Alexandre Campello acumula vice-presidência de futebol e só tem ao seu lado o coordenador técnico PC Gusmão

Após encontrar dificuldades com os primeiros nomes que foram levantados, como Jorge Jesus, Dorival Júnior, Diego Aguirre e Dunga, o Vasco adota a cautela na escolha de seu novo treinador. A diretoria tem ciência de que o tiro precisa ser certeiro em função da situação delicada que a equipe já se encontra no Campeonato Brasileiro e a popularidade dos nomes especulados têm influenciado nas diretrizes dos dirigentes. Vanderlei Luxemburgo, por exemplo, possui forte lobby, mas esbarra em certa rejeição.

Enquanto isso, o técnico Marcos Valadares, do sub-20, segue comandando o time de maneira interina, algo que pode se arrastar até a parada para a Copa América, que se dará após a rodada do dia 13 de maio.
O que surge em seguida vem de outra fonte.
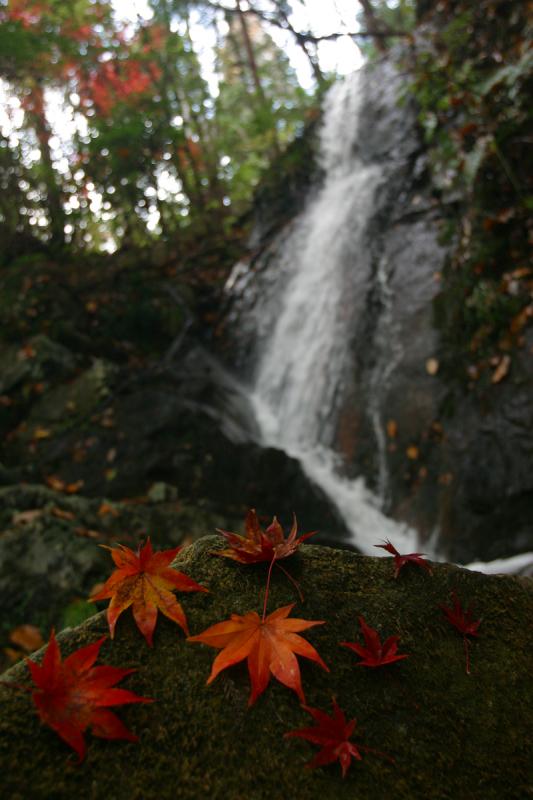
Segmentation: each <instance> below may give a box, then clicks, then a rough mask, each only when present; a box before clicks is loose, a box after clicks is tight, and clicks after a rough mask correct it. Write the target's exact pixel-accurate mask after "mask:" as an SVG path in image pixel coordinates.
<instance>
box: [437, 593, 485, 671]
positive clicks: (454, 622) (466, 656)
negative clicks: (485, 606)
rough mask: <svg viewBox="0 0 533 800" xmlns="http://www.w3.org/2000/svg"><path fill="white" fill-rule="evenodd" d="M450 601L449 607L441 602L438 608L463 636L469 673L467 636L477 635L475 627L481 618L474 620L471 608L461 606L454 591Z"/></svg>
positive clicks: (467, 644) (459, 601) (465, 655)
mask: <svg viewBox="0 0 533 800" xmlns="http://www.w3.org/2000/svg"><path fill="white" fill-rule="evenodd" d="M452 601H453V605H452V607H451V608H448V607H447V606H445V605H443V604H442V603H440V604H439V608H440V609H442V611H443V612H444V614H445V616H446V618H447V620H448V622H449V623H450V625H453V627H454V628H456V630H458V631H459V633H460V634H461V635H462V637H463V642H464V647H465V660H466V674H467V675H470V654H469V650H468V647H469V641H468V639H467V637H468V636H479V633H478V632H477V629H478V628H479V626H480V624H481V620H480V619H478V620H474V619H473V618H472V613H473V612H472V610H471V609H463V608H462V606H461V603H460V601H459V598H458V597H457V594H456V593H455V592H452Z"/></svg>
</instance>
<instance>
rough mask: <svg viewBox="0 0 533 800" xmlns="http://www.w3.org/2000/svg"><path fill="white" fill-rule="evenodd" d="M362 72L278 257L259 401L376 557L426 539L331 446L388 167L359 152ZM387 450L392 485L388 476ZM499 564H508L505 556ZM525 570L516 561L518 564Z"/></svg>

No caso da direção executiva, os nomes de Antônio Lopes e Ricardo Rocha ganham força nos corredores de São Januário. Rodrigo Caetano, hoje no Internacional, é tido como um “sonho”, já que o dirigente se encontra estabilizado no clube gaúcho e com um salário muito acima do que o Vasco pagava para Alexandre Faria.

Lopes, no entanto, garante ainda não ter sido contatado pela diretoria cruzmaltina.

“Por enquanto ninguém me procurou. Só fiquei sabendo pelas especulações na imprensa”, declarou ao UOL Esporte o profissional, que como treinador foi campeão da Libertadores com o Vasco em 1998.